2
votes

I'm trying to figure out how spring manages to inject thread safe request/session scoped bean in controller component (which is singleton and multiple threads accessing those beans through methods).
As example consider HttpServletRequest field in controller marked with @Autowired annotation (I know that this is bad to couple controller to servlet-api but in learning purposes it is ok). I learned that such beans are proxied using CGLib, but still cannot figure out how proxy can handle thread safety and scope beans to current thread.
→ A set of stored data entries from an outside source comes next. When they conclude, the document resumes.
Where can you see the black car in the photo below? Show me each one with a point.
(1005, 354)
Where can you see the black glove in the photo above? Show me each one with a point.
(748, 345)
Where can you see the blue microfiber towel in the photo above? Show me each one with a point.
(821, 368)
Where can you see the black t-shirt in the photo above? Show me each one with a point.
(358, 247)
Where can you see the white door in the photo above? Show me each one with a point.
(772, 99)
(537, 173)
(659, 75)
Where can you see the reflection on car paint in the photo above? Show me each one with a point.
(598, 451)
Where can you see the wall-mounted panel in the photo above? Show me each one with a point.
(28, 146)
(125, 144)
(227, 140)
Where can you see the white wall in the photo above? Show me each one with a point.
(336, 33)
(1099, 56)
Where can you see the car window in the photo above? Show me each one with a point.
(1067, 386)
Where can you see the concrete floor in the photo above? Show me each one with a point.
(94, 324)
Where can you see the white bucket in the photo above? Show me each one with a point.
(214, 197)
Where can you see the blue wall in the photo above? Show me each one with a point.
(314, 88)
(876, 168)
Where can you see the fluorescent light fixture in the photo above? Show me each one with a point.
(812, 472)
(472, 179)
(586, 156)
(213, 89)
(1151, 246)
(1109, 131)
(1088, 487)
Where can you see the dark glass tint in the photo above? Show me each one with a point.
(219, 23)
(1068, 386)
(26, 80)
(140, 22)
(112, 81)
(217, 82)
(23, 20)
That's what I learned so far:

  1. from request to request controller field points on same instance (even in case of HttpServletRequest)
  2. thread's stack trace from session scoped (proxied) transfer object method invocation

    java.lang.Thread.getStackTrace(Thread.java:1552)
    com.company.market.to.User.setUid(User.java:73)
    com.company.market.to.User$$FastClassBySpringCGLIB$$8eb69e9e.invoke(<generated>)
    org.springframework.cglib.proxy.MethodProxy.invoke(MethodProxy.java:204)
    org.springframework.aop.framework.CglibAopProxy$CglibMethodInvocation.invokeJoinpoint(CglibAopProxy.java:720)
    org.springframework.aop.framework.ReflectiveMethodInvocation.proceed(ReflectiveMethodInvocation.java:157)
    org.springframework.aop.support.DelegatingIntroductionInterceptor.doProceed(DelegatingIntroductionInterceptor.java:133)
    org.springframework.aop.support.DelegatingIntroductionInterceptor.invoke(DelegatingIntroductionInterceptor.java:121)
    org.springframework.aop.framework.ReflectiveMethodInvocation.proceed(ReflectiveMethodInvocation.java:179)
    org.springframework.aop.framework.CglibAopProxy$DynamicAdvisedInterceptor.intercept(CglibAopProxy.java:655)
    com.company.market.to.User$$EnhancerBySpringCGLIB$$f4f46820.setUid(<generated>)
    com.company.market.controllers.UserController.signIn(UserController.java:97)
    

    As you can see some of the code is generated at runtime in methods by CGLib enhancer.
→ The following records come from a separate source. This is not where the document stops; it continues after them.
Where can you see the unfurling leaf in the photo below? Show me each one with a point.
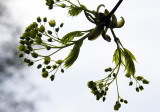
(116, 56)
(121, 23)
(69, 36)
(75, 10)
(114, 21)
(129, 62)
(73, 55)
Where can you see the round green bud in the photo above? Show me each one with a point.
(52, 23)
(52, 77)
(34, 55)
(48, 67)
(39, 66)
(20, 55)
(44, 19)
(41, 29)
(45, 74)
(145, 81)
(38, 19)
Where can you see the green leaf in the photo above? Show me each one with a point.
(73, 55)
(116, 57)
(75, 10)
(69, 36)
(129, 62)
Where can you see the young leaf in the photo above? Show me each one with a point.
(75, 10)
(73, 55)
(69, 36)
(116, 58)
(129, 62)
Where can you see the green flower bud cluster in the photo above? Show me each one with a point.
(138, 79)
(117, 105)
(50, 3)
(36, 34)
(99, 90)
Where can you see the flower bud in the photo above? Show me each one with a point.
(21, 47)
(62, 70)
(141, 88)
(49, 32)
(57, 29)
(54, 67)
(52, 23)
(52, 77)
(20, 55)
(39, 66)
(41, 29)
(61, 25)
(30, 63)
(91, 84)
(137, 89)
(47, 60)
(34, 55)
(59, 62)
(121, 23)
(38, 19)
(145, 81)
(63, 5)
(45, 74)
(48, 67)
(125, 101)
(44, 19)
(139, 78)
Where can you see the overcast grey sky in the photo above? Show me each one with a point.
(140, 34)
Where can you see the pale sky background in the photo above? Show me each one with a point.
(69, 91)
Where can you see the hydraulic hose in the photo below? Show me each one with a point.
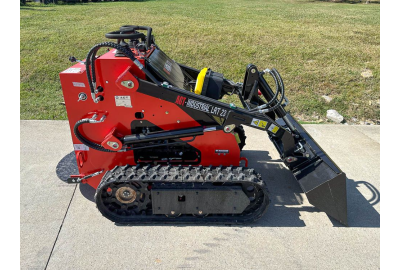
(85, 141)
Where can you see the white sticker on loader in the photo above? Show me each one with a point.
(259, 123)
(81, 147)
(124, 101)
(274, 129)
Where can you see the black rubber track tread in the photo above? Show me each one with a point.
(173, 175)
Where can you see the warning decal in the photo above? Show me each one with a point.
(72, 70)
(274, 129)
(259, 123)
(80, 147)
(124, 101)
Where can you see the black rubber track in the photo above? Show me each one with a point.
(140, 177)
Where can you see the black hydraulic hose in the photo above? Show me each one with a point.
(282, 90)
(85, 141)
(277, 91)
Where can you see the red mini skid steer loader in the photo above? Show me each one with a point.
(151, 136)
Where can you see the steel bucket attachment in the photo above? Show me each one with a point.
(322, 180)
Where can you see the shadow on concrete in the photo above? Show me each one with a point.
(67, 166)
(284, 191)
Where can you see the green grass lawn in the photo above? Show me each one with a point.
(319, 48)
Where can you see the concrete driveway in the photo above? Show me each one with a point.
(60, 227)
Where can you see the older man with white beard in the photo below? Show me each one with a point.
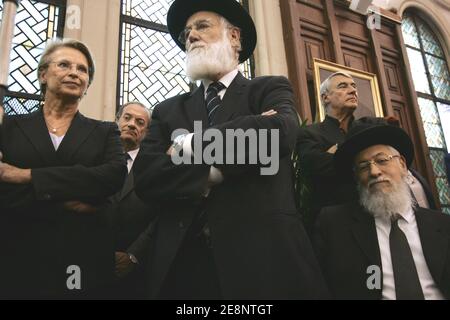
(225, 230)
(384, 247)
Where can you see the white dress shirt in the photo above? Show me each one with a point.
(409, 227)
The only idea that comes in mind is ThreadLocal. DispatcherServlet holds reference to MethodInterceptor which has ThreadLocal field and then injects actual object (e.g. retrieved from session by getAttribute or simply HttpServletRequest) to that field, and then interceptor uses actual bean (stored in thread local) and using reflection invokes methods on original bean.

Any suggestions or interesting links appreciated!
Thanks.

2

2 Answers

4
votes

Only application context injects beans to each other, and nobody else (not DispatcherServlet nor any other class). And all injections occurs just once - on application starting.

Spring does not care about thread safety of your components. You should do it by your own. That's why official documentation advice:

...As a rule, use the prototype scope for all stateful beans and the singleton scope for stateless beans.

Let's find out, how scoped beans do work.

When Spring meets scoped bean, it finds the corresponding implementation of Scope interface to get bean instance. For example when you declare bean like:

@Bean
@Scope(value="request")
public RequestBean createBean(){
   return new RequsetBean();
}

and inject it:

@Autowired
private RequestBean requestBean;

spring will ask from RequstScope (this scope-class registered by default) for instance of RequestBean and will inject it to another bean. So, only Scope class knows, how to get an instance of scoped bean, and you should not care about it. By the way, you can write your own implementation of Scope, register it, and use in bean declarations.

Now, about scoped proxies.

As I said, all injection occurs only when application starting. This means, that every time you will operate on the exact same object, that was originally injected on start. This is not behavior you expect for, when injecting, for example, request scoped bean. Of course, you would like to get new instance of this bean every request. To do it, as said in documentation, declare you bean as proxified:

@Bean
@Scope(value="request")
@ScopeProxy
public RequestBean createBean(){
   return new RequsetBean();
}

In this case Spring will wrap your bean into proxy-object that has the same public interface. Now, every time you call bean's method, proxy-object will get real object from Scope, and then delegate them method calls.

HttpServletRequest working almost same way. Instead of real HttpServletRequest, Spring injects special proxy-object. The only difference is that this proxy-object does not use Scope. When you call its methods, this prox-object gets real HttpServletRequest object and delegates all invocations to it. By the way, according source code and documentation, it seems, Spring really keeps request data in ThreadLocal.

So every request thread has its own instance of HttpServletRequest and controller's methods does not need to be synchronized.

0
votes

If you are using a request-scoped bean, then Spring just creates a brand new instance for every new HTTP request that it processes. So of course in that case there wouldn't be any thread safety issues.

However, since you don't share any code I don't fully follow what you are saying about having a HttpServletRequest field in a Controller. You can have an HttpServletRequest as a method parameter to your controller methods and that is totally fine, but you would never have it as a field in the controller itself.

For session-scoped beans, it is analogous to request-scoped beans -- a new instance is created for every new HttpSession.